About seven months ago I started working with Equinix. I had no idea what they did before I started, and as it turns out that’s a common problem for the company as a lot of people react to the name with a: “Equinox? The gym?”

Nope, Equinix is one of the world’s largest colocation data center companies, and I was hired on to help develop and build a new marketing project called Equinix Forum, a content marketing portal that espouses Equinix customer’s expertise and related marketing collateral.

Recently, I finished reading Tubes: A Journey to the Center of the Internet. The book focuses on the physical location of the internet. “Is there one?” the author Andrew Blum asks repeatedly, as he tours countless data centers looking for the one hub, the one server, to which we all plug in.

Tubes is popular at Equinix because Blum spends a good amount of his book touring Equinix data centers, and he praises the company a good amount for its founders, its network-neutral structure, and the speed at which the company has grown and its datacenters have proliferated.

You haven’t heard of Equinix? There may be a reason for that. 

A key discussion within Tubes is the mystery that enshrouds these large data centers. With the advent and propagation of Cloud computing, more and more of our personal data–our personal lives–is stored on machines to which we have less than 0 access to. The recent Jennifer Lawrence nude photo scandal stressed the dangerous nature of this dichotomy; it’s a point of tension frequently found in the news.
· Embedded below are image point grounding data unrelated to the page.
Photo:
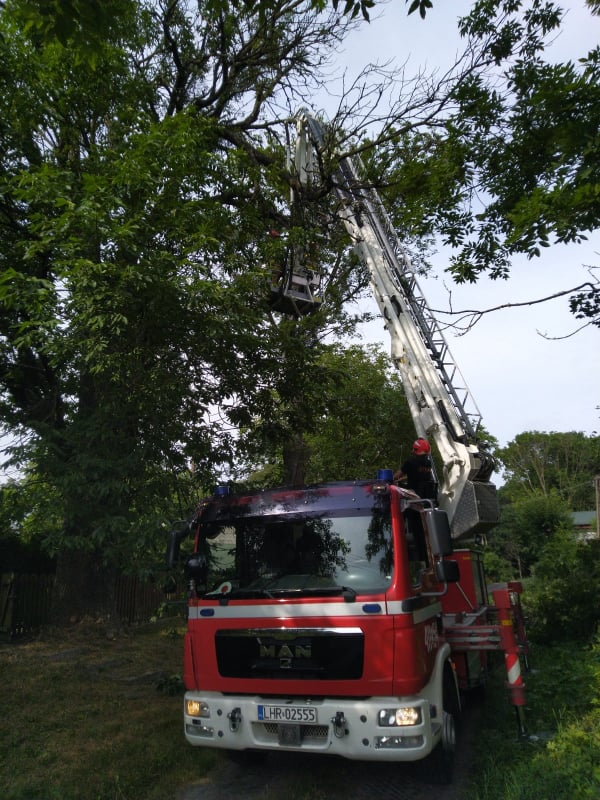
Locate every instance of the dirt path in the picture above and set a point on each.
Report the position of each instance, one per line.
(293, 776)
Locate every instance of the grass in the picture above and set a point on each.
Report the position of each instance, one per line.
(83, 718)
(560, 757)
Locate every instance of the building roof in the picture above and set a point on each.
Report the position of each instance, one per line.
(584, 519)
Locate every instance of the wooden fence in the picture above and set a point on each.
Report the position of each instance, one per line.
(26, 602)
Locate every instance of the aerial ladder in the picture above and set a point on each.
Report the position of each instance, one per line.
(439, 400)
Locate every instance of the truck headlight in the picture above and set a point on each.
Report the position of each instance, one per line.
(399, 717)
(196, 708)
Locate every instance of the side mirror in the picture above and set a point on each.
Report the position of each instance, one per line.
(196, 568)
(438, 529)
(447, 571)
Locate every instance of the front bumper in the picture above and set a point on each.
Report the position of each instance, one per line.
(337, 726)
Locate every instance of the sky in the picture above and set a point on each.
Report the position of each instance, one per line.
(520, 374)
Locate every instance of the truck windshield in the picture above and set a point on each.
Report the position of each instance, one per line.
(263, 557)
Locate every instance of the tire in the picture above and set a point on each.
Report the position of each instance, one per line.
(440, 764)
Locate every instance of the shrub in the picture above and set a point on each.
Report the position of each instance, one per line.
(562, 600)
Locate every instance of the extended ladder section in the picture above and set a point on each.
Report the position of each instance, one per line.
(439, 400)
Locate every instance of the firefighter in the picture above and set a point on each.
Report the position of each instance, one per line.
(417, 471)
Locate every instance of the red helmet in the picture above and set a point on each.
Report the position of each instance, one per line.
(421, 447)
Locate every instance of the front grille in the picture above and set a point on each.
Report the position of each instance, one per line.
(293, 654)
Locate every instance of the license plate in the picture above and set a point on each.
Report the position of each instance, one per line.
(287, 714)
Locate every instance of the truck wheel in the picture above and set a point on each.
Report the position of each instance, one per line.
(441, 762)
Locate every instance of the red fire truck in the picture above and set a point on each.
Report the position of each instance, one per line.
(338, 618)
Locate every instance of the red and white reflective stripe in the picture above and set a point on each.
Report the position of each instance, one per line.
(513, 668)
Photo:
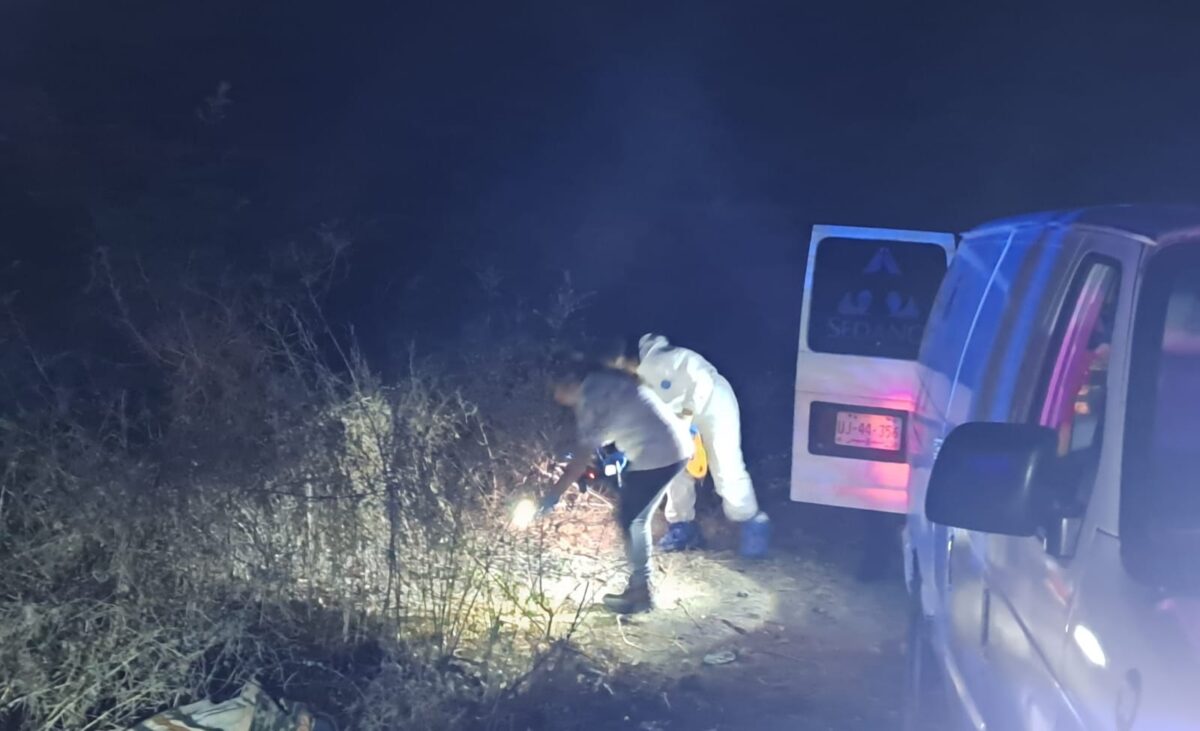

Facebook is almost constantly under fire for its handling of its users information, even their emotions.

Equinix actually offers Blum a number of fairly transparent visits–especially in comparison to Google who only let him into their unmarked buildings as far as the cafeteria–but even discussing what companies locate within Equinix is generally frowned upon.

After all: knowledge is power, and knowledge is information. That hackneyed marketing phrase, Big Data, has proved itself so far as the mass accumulation of every measurable aspect of each of our individual lives, harvested and stored in large warehouses that very few are privy to.

Like they say: if you aren’t paying for a service, you are the product being sold.

The Human Network

What’s most interesting about Tubes however is Blum’s emphasis on the human relationships that underline this now critically important physical infrastructure. Colocation companies like Equinix provide a space where companies can make direct connections to each other servers (cross-connects). Behind these physical connections are personal connections and any number of drinks, company dinners, and otherwise casually-brokered deals.

Blum comes to find that as a network there’s not necessarily any defined physical center of the Internet. Rather, IT infrastructure is surprisingly reliant on the ebb and flow of a number of important and seemingly haphazard personal relationships. The health of the internet as a system, relies heavily on the health of our efforts as social entities.

It makes sense that behind the digital network is a network of well-coordinated professionals, but I think Blum’s point is that it is easy to forget, amidst the woosh and whirl of technology, that at the heart of this sometimes seamlessly-functioning system is unadorned, and fickle humanity.